Con cautela, abrí la puerta sólo lo suficiente como para escabullirme de la sala de seguridad, y la cerré a mis espaldas. Un hombre se alejaba caminando, en dirección hacia donde yo quería ir, y lo seguí muy de cerca, para disimular el bulto de la pistola, deseando que se diera prisa.

Giró a la derecha y pasó las puertas de vaivén que daban al vestíbulo; yo, ya sin disimular, pasé a la carrera frente a los ascensores reservados para los empleados de la empresa y llegué a una puerta con un rótulo que decía «escaleras». Subí los peldaños de dos en dos.

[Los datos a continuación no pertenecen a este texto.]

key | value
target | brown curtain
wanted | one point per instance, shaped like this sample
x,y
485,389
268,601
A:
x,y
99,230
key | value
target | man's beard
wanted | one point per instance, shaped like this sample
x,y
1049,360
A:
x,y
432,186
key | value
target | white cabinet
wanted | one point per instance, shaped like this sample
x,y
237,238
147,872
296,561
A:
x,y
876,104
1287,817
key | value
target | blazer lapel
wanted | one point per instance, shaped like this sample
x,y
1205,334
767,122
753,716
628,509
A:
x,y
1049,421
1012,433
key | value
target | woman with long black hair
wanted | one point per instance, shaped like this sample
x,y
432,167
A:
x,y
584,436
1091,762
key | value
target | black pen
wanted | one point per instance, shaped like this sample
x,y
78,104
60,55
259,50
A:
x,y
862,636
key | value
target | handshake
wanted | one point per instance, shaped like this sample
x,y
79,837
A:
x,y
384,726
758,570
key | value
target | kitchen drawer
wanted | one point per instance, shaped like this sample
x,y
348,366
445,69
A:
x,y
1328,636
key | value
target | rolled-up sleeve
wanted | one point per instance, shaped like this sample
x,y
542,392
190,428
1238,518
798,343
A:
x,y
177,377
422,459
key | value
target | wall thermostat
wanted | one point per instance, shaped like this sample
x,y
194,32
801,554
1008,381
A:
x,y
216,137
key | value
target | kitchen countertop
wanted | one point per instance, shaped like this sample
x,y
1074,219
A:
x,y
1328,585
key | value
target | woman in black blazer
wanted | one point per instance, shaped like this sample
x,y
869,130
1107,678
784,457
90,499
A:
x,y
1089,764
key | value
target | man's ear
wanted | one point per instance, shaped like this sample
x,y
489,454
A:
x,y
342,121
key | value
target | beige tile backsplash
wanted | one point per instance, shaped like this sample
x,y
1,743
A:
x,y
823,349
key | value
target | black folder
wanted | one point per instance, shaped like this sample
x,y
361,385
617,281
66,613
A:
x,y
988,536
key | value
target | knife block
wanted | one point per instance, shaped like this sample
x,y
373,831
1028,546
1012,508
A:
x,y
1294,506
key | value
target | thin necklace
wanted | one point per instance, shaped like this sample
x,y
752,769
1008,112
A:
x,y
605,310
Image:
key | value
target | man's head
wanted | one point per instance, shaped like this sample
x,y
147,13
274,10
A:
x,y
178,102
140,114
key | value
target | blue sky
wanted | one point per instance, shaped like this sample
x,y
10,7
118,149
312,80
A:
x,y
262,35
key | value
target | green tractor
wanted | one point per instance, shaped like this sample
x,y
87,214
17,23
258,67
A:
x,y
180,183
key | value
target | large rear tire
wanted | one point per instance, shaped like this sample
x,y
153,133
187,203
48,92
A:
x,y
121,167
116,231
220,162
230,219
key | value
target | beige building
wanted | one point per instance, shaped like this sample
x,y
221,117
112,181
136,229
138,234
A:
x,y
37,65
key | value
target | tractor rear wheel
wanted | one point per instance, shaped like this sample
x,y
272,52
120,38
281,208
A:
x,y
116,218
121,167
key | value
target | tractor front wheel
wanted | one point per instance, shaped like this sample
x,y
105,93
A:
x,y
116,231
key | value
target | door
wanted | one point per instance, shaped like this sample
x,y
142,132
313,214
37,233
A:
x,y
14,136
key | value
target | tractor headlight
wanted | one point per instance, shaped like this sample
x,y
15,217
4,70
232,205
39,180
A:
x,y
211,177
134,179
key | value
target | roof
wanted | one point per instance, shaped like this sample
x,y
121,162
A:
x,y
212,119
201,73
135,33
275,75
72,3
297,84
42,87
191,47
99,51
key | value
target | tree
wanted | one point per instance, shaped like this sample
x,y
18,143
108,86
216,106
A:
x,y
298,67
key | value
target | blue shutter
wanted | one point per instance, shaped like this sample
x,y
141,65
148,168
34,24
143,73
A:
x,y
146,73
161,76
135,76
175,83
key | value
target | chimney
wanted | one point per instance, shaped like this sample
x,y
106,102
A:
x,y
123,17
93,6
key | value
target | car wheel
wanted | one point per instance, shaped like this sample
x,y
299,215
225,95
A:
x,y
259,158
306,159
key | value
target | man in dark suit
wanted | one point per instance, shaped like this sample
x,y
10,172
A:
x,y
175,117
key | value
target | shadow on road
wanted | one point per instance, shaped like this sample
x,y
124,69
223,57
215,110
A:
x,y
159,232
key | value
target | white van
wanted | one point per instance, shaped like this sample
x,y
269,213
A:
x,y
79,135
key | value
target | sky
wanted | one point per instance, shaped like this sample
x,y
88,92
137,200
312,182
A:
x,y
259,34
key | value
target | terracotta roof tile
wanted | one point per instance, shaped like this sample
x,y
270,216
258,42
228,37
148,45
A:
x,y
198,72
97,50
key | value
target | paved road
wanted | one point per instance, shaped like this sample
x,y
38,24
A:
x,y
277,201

En algún lugar estaba Simon Varner. Rostro dulce. Ojos soñolientos. PDLO en el antebrazo izquierdo.

Cuando llegué al primer piso de los grandes almacenes, dejé las escaleras y, empujando una puerta, me encontré en un almacén.

Una bonita chica pelirroja sacaba cajas de las atestadas estanterías.

—Eh —me llamó en tono amistoso. Parecía conocerme.

—Eh, —le respondí, sin saber quién era, y salí del almacén hacia las tiendas. No había tiempo para charlas.

Estaba en la sección de artículos deportivos. Hervía de gente. Hombres, unas pocas mujeres, muchos adolescentes. Los chavales miraban los patines, los balones, las raquetas.

Más allá de los artículos deportivos, se extendían pasillos con expositores de zapatillas de todas las marcas. Por detrás de éstas, ropa deportiva de hombre.

Gente, gente por todas partes. Demasiada gente, demasiado apiñada. Una atmósfera casi festiva. Muy vulnerables.

Si no lo hubiese reducido como lo hice cuando salió de la sala de seguridad, Bern Eckles ya habría matado a diez o veinte personas. O treinta.

Simon Varner. Un tío fornido. De brazos gruesos. Príncipe de la Oscuridad. Simon Varner.

Guiándome por mi don sobrenatural con la misma certeza con la que un murciélago se orienta mediante ultrasonidos, crucé el primer piso de los grandes almacenes en dirección a la explanada del centro comercial.

No creía que fuera a ver a otro pistolero allí. Eckles y Varner debían de haber escogido dos campos de exterminio bien separados, para sembrar mejor el terror y el caos. Además, querrían evitar la posibilidad de cruzarse uno en la línea de fuego del otro.

A diez pasos de la salida a la explanada vi a Viola Peabody, que supuestamente estaba en casa de su hermana, en Maricopa Lane.